The way in which the working classes are derided is through their patterns of consumption, a sneaky way to insult the less fortunate without seeming to be an arsehole.
Thus the BBC tried to suggest that the term Chav was not about class, but how people behave and what they buy (well, um what actually is class if not patterns of behaviour and consumption?) when the fabian society rightly decreed it an insulting term this week.
Yeah people, you are ok, but only if you buy what we buy, and do what do what we tell you.
This becomes complicated because certain things actually are just shit, like the Sun and big action films etc. I don't think it is in any way classist for me to say 'that's rubbish' because ultimately Coronation street, big blockbusters and everything that is targeted at a working class populace is not ultimately created by the working classes. These elements of consumption also do their bit to re-enforce gender roles, racial stereotypes and ultimately keep poor people poor. This happens in a variety of ways, from the high street clothes which are sewn for next to nothing in the developing world, to the movies that re-enforce individualism and sell unattainable dreams.
An example being Kung Fu panda. I saw this at work the other day. It was a pile of crap- but it didn't need to be. The graphics were stunning, and the concept wasn't completely appaling. Jack Black in panda form gets told that he is the dragon of destiny warrior or something, and has to battle a scary tiger, who the chief master trained and who subsequently turned to evil. So far, so Star Wars.
(SPOILER coming.. I really don't want to ruin this movie for anybody, Dreamworks have done that themselves...)
In the end Jack Panda trains hard, realises his inner potential and kills the tiger dude. Now it would have been so so much better if Panda character had just used his warmth and compassion to win tiger back into a loving relationship with his adoptive father. If he realised that there was no need to train hard to beat people up as ultimately the human spirit is more important. But no - fat Panda somehow manages to be a Kung Fu god, rather than using what he has ( in this case, humour and cooking ability) to make a difference. Ie poor person could miraculously become rich if only they tried hard enough , rather than realising this not to be the case, and making things better in their own reality. It's also significant that Fat Panda only gets glory by being violent to others, there we go - capitalism is a violent system. Kung Fu Panda proves it.

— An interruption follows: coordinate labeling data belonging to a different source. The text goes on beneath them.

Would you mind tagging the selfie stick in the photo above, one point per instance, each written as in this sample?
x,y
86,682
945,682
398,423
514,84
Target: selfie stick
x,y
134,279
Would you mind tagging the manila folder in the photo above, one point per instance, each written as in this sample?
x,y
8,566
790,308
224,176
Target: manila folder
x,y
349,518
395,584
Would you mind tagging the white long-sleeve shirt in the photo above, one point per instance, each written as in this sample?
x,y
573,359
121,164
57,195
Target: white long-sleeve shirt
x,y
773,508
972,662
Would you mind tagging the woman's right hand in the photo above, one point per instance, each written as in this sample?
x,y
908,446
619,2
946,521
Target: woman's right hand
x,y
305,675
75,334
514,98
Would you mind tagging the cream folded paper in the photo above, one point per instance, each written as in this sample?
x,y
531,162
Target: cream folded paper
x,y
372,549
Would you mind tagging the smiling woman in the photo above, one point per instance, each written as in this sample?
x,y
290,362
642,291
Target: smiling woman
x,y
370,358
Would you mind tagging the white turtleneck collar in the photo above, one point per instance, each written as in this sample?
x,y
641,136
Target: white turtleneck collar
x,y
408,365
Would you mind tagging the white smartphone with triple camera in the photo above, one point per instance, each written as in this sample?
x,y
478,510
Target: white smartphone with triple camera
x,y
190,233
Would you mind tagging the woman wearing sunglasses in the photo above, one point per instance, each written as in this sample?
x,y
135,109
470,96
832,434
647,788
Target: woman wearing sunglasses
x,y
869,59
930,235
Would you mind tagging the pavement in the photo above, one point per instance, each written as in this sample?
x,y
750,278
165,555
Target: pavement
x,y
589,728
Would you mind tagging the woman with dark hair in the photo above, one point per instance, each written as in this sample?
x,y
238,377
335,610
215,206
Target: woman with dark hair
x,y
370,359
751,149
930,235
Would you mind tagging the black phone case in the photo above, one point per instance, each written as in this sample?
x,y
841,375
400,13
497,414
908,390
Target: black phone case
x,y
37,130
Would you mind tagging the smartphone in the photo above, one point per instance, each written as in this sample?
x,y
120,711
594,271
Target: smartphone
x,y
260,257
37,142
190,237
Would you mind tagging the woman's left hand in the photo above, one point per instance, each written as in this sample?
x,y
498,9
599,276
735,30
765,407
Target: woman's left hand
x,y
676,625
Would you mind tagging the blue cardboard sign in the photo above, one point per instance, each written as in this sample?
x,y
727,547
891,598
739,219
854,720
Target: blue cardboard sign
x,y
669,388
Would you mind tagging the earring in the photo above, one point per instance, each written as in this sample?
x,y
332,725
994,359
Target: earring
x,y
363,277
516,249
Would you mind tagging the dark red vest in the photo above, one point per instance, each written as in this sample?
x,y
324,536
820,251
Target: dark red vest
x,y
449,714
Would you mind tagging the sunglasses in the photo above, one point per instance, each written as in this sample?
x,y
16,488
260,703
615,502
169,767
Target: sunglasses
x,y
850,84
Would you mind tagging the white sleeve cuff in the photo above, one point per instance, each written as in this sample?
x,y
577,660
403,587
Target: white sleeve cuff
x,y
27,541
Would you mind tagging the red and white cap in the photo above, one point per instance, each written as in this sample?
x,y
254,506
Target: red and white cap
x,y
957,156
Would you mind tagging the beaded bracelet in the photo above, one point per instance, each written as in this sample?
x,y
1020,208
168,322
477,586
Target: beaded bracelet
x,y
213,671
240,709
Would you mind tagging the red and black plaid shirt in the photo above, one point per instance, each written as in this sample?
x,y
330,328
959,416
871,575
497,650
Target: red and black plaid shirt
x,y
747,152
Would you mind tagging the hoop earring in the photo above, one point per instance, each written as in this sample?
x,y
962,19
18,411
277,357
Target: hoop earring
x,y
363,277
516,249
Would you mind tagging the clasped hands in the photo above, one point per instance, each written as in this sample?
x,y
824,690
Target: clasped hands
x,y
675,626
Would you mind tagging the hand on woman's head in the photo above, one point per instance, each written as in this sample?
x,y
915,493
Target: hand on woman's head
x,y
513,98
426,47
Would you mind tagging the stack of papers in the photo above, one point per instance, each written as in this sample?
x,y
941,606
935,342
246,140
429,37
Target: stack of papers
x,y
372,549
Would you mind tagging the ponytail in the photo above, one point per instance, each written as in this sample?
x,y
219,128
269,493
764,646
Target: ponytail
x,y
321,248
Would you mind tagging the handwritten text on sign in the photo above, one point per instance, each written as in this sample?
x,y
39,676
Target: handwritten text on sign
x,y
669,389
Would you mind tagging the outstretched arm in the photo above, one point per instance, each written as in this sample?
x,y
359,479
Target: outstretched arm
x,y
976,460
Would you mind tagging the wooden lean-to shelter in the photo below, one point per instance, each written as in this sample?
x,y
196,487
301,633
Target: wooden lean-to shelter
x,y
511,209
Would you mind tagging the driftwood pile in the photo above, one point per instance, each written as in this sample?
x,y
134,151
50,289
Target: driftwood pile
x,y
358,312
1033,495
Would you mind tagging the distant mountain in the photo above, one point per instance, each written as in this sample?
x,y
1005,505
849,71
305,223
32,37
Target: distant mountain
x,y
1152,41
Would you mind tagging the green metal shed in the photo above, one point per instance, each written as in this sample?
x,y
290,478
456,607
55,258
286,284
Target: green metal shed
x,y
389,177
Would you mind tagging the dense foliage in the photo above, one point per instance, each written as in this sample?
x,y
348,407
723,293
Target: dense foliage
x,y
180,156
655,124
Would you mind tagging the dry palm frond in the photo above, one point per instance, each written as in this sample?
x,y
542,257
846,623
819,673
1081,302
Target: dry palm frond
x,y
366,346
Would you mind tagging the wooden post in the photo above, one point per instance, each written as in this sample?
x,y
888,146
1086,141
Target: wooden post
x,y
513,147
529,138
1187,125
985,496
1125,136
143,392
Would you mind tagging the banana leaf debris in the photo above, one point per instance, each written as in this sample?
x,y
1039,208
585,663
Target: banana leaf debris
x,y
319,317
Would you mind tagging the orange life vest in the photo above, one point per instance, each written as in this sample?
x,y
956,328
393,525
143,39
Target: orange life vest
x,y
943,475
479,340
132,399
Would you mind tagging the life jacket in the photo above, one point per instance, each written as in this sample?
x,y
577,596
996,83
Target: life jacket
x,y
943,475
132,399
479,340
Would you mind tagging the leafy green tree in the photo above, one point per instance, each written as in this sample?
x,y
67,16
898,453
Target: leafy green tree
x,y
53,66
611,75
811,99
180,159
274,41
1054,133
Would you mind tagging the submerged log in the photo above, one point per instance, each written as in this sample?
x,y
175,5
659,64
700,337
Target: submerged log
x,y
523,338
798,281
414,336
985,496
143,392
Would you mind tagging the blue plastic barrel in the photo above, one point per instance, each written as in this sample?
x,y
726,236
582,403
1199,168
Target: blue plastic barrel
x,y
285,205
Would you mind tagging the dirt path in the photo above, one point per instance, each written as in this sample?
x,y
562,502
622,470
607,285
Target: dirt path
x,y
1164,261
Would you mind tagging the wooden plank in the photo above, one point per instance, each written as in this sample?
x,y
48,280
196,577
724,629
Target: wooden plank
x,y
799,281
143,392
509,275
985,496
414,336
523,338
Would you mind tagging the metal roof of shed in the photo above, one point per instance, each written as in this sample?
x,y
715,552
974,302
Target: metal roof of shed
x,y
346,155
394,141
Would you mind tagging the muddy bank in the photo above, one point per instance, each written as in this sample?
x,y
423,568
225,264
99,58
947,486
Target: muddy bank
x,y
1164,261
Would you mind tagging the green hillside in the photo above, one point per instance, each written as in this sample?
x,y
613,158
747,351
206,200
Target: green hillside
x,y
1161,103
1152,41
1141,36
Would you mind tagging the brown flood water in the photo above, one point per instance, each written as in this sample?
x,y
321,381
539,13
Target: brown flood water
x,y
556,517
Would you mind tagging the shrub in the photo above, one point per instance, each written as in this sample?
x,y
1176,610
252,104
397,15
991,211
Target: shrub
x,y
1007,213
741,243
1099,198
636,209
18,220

It was yet another example of the ' fat sloppy white guy gets glory anyway despite the fact that others are in a better position to succeed' sort of movie, which has the stupid 'anyone can do anything' message.

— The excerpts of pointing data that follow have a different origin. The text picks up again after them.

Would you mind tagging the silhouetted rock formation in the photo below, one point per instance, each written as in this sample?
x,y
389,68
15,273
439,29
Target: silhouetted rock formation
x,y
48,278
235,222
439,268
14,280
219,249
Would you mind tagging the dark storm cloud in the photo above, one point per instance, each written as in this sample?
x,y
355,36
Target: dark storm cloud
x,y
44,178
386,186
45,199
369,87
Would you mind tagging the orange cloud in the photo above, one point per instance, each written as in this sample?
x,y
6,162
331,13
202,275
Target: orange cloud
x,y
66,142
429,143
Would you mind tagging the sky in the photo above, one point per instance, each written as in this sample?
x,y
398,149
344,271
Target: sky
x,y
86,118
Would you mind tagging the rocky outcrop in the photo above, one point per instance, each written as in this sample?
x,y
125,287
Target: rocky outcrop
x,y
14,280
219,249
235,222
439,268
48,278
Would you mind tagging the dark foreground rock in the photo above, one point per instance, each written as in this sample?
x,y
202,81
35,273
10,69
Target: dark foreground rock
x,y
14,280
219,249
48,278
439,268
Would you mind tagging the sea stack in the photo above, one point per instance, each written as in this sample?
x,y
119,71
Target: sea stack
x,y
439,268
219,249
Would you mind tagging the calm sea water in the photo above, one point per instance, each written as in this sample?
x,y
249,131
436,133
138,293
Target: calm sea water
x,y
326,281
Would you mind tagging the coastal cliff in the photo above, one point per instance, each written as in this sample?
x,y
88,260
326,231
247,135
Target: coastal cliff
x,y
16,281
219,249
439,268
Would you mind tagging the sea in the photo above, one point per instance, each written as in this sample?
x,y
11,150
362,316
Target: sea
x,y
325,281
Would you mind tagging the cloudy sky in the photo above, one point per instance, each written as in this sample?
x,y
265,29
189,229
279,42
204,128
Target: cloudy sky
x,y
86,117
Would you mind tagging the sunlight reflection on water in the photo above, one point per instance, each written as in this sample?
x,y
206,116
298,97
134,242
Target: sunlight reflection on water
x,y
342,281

A fact which reality shows us just isn't true. I don't think that is depressing, I think it can be liberating because it is the truth. The people who go from nothing to everything are highly publicised anomolies, and because the population is big enough there are a few of them. They are not the majority - I mean look at the leaders of the political parties - Blair went to Fettes ( the Eton of Scotland ) and Cameron went to the Eton of England. Often this is glossed over ( um Tony and Dave...) and people make themselves seem more 'working' than they are. (isn't that right Bush?)

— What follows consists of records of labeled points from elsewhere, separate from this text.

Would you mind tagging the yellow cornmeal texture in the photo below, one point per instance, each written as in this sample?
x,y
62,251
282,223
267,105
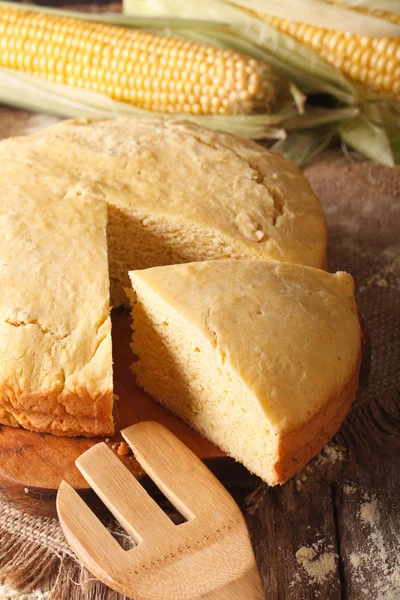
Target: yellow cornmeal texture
x,y
55,330
179,193
261,357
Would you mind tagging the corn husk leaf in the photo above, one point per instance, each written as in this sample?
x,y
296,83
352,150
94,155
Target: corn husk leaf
x,y
31,93
368,139
302,147
123,20
327,16
390,6
253,36
385,113
316,117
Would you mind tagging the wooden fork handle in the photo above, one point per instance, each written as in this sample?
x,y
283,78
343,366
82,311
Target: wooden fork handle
x,y
247,588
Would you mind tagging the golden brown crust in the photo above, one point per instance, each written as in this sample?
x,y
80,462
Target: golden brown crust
x,y
63,424
299,446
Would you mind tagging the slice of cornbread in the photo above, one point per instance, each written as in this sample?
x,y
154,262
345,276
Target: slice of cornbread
x,y
55,329
261,357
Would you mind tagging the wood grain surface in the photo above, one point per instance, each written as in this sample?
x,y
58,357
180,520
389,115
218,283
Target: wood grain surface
x,y
32,465
212,546
344,506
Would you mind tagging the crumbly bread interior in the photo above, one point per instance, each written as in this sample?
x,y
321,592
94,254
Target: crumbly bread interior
x,y
261,357
137,241
175,369
177,193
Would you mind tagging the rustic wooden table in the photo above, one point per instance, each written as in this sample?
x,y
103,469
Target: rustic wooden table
x,y
333,531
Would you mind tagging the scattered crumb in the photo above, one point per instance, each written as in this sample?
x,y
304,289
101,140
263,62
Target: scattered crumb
x,y
334,453
318,568
7,593
355,560
374,566
123,449
369,512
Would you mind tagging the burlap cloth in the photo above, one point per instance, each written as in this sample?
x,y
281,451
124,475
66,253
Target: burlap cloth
x,y
362,206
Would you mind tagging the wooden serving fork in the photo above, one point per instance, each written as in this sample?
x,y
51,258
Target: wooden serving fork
x,y
209,556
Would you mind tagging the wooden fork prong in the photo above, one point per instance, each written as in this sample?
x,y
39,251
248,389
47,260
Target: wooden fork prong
x,y
123,495
86,535
178,473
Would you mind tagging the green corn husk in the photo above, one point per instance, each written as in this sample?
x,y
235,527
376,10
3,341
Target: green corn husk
x,y
368,124
253,36
36,94
372,141
301,147
31,93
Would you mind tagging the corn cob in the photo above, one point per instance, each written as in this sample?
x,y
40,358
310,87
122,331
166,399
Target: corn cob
x,y
372,61
149,71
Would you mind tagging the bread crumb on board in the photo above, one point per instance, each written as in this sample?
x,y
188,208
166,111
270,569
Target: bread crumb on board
x,y
349,489
123,449
318,565
375,566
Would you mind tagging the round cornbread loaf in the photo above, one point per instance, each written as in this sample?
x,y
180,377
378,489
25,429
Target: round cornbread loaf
x,y
173,193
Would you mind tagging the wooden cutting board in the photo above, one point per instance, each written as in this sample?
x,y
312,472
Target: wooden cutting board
x,y
32,465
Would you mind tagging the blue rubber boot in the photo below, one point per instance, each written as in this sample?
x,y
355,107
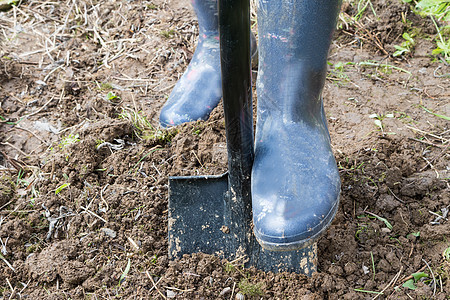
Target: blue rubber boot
x,y
295,181
199,90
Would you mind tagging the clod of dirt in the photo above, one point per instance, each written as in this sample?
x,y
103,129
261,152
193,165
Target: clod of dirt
x,y
58,260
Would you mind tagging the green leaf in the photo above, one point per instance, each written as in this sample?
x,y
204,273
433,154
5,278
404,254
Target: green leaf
x,y
437,115
446,254
419,275
410,284
125,272
61,188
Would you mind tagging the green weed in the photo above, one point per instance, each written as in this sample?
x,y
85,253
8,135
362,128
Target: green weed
x,y
168,33
438,11
411,284
250,289
406,46
144,129
446,254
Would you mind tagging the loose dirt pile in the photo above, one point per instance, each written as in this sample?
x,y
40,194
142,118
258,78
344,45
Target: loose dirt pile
x,y
84,166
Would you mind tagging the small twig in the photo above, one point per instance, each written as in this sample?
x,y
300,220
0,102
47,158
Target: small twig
x,y
94,214
395,196
176,289
411,277
391,283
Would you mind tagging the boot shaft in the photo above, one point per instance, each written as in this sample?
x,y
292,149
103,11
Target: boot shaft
x,y
294,39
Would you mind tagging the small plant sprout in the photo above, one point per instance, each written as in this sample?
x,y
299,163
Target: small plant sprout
x,y
61,187
143,128
125,272
411,283
378,120
446,254
337,74
406,46
111,96
250,289
69,140
437,10
435,114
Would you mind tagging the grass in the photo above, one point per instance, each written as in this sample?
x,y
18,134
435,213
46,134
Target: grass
x,y
437,11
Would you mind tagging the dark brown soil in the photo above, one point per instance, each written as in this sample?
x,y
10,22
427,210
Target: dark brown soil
x,y
84,187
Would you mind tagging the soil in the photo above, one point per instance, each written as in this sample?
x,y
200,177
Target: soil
x,y
84,176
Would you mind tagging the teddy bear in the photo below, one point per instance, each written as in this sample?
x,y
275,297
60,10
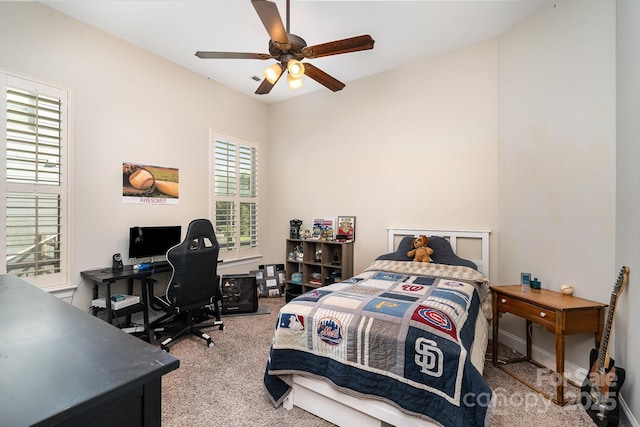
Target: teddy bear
x,y
419,249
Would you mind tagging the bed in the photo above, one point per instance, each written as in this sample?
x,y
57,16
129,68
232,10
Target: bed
x,y
400,344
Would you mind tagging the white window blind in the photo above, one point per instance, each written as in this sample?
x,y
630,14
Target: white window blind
x,y
234,194
35,188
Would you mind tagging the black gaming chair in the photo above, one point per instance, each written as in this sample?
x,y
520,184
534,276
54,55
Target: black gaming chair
x,y
193,292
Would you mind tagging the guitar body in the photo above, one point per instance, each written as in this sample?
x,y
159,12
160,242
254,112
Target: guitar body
x,y
599,393
600,389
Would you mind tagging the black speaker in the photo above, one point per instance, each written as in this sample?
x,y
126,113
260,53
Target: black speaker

This is largely to justify their own position, which I think is why people get offended when you start talking about class. Accepting our own privelage is tough, because life is crappy for everyone at times. It's not that fun to admit that it is generally crappier for some other groups of people.
I am not sure where this is going, nor do I particularly have an answer.. other then, um 'unite and overthrow capitalism in a somehow non violent fashion'.
I guess in the day to day not making people feel shit for what they wear or buy, whilst accepting that everyone's consumptive choices are limited and dictated by capitalism itself. Also not being too up ourselves for buying the 'right' things, or defining ourselves by this consumption. I like art, and I like stuff, and obviously Gorky's Zygotic Mynci fans are a superior breed of human. I am pretty bad when it comes to falling prey to the consumption of coolness (possibly because I am so damn cool). I think defining ourselves by consumption is one way which capitalism as a system is really very advanced, as it is a way in which we trap ourselves in it.